Publishers launch ‘consent or pay’ walls

By Jack Marshall

News publishers Mail Online, The Independent, the Daily Mirror, and the Daily Express have begun requiring readers in the U.K. to pay for access to their websites if they do not consent to the use of third-party cookies and targeted advertising. Some publishers have already adopted similar “consent or pay” approaches in Germany.

Last week, “consent or pay” walls began appearing across the websites of the Mirror and the Daily Express – both owned by Reach. The walls offer users in the U.K. the option to allow tracking and access content for free or to reject it and pay for a “Privacy Plus” subscription for £1.99 per month.

The Daily Mail is offering its U.K. audience a similar choice, charging £2.70 a month for its “Mail Essential” ad-free version, and The Independent has priced its own “Independent Ad-Free” offering at £4.

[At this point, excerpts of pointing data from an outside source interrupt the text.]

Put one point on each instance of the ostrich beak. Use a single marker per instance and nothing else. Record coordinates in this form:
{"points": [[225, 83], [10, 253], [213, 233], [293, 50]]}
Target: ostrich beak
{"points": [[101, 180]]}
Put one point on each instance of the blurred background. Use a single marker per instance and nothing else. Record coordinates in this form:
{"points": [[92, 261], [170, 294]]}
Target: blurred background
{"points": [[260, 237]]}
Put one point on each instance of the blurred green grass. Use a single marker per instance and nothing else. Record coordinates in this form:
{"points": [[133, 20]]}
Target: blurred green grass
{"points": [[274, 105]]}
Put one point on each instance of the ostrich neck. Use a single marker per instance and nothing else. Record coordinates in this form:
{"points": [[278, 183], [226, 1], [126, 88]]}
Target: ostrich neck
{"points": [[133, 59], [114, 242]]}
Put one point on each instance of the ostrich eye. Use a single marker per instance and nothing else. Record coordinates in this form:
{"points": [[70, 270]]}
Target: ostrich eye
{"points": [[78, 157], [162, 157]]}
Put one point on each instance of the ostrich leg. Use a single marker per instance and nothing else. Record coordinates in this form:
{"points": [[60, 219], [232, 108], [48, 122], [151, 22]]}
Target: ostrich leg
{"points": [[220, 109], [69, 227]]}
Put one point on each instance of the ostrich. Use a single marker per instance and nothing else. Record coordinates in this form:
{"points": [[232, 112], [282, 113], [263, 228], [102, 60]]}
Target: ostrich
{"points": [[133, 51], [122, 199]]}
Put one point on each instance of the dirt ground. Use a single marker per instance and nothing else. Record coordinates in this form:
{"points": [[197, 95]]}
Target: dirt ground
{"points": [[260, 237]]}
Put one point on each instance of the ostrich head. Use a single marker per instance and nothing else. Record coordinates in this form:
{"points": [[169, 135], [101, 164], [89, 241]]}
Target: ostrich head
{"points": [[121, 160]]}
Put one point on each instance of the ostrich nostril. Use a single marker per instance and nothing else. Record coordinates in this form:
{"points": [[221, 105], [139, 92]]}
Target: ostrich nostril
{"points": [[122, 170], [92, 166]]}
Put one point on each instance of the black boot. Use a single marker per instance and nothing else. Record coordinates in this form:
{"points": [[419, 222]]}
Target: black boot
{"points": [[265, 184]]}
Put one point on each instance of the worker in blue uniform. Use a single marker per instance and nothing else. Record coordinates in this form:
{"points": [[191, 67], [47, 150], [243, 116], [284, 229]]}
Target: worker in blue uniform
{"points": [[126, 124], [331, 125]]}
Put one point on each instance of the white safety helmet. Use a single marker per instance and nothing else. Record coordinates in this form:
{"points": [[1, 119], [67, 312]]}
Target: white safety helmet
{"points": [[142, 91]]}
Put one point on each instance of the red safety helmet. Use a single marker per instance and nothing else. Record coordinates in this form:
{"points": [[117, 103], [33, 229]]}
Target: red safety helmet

Readers who pay for the cookie-free experiences may still see advertising, but the publishers say there will be no targeted advertising or sharing of users’ data with advertisers.

“We are asking readers who do not want their cookies used for ad tracking and personalized advertising to support our journalism another way – paying for an advert-free experience instead,” reads The Independent’s explanation of the program in its FAQ.

The motivation for the “consent or pay” approach is clear: Publishers can monetize users who consent to the use of cookies much more effectively than those who do not, and strict rules governing cookie consent coupled with growing consumer awareness of online privacy is prompting fewer users across Europe to accept their use. The Guardian estimated last year that one-third of its readers declined cookies, for example.

Meanwhile, major publishers say they’re now doubling down on subscriptions and other direct audience revenue streams as monetizing their audiences via advertising becomes increasingly difficult and various other challenges to their businesses mount. Many believe robust subscription revenue bases are becoming increasingly important for maintaining viable businesses as the media landscape shifts quickly around them. 

Against that backdrop, publishers are giving their audiences increasingly clear choices about how they’d prefer to transact with their sites. In the case of consent or pay, that choice boils down to “pay with your data, or pay with your money.” Others are experimenting with micropayments to give users the option to pay on a per-article basis if they prefer.

Tactics such as consent or pay and micropayments could help publishers eke out some incremental revenue, but some publishers say they’re ultimately hoping they’ll help drive sales of recurring subscriptions. As discussed on the latest episode of The Toolkits Show, publishers are actively looking for ways to build direct paying relationships with more casual readers and are increasingly open to experimenting with tools and tactics such as micropayments and consent or pay walls if they can help them to do so.

In March, the U.K.’s privacy regulator the Information Commissioner’s Office called for views on the consent or pay model, saying “in principle data protection law does not prohibit” the approach, but that “any organization considering such a model must be careful to ensure that consent to processing of personal information for personalized advertising has been freely given”. In practice that may mean offering paid access at a price point low enough that consumers don’t feel they have no choice but to agree to use of their data.

Debates about the merits and limitations of subscription models for publishers continue in some corners, but it’s becoming increasingly clear that publishers with effective reader revenue strategies are faring better in the current climate than those without. There’s a growing belief among many publishers that strong subscription revenue will be crucial for maintaining viable businesses as the monetization landscape continues to shift quickly around them.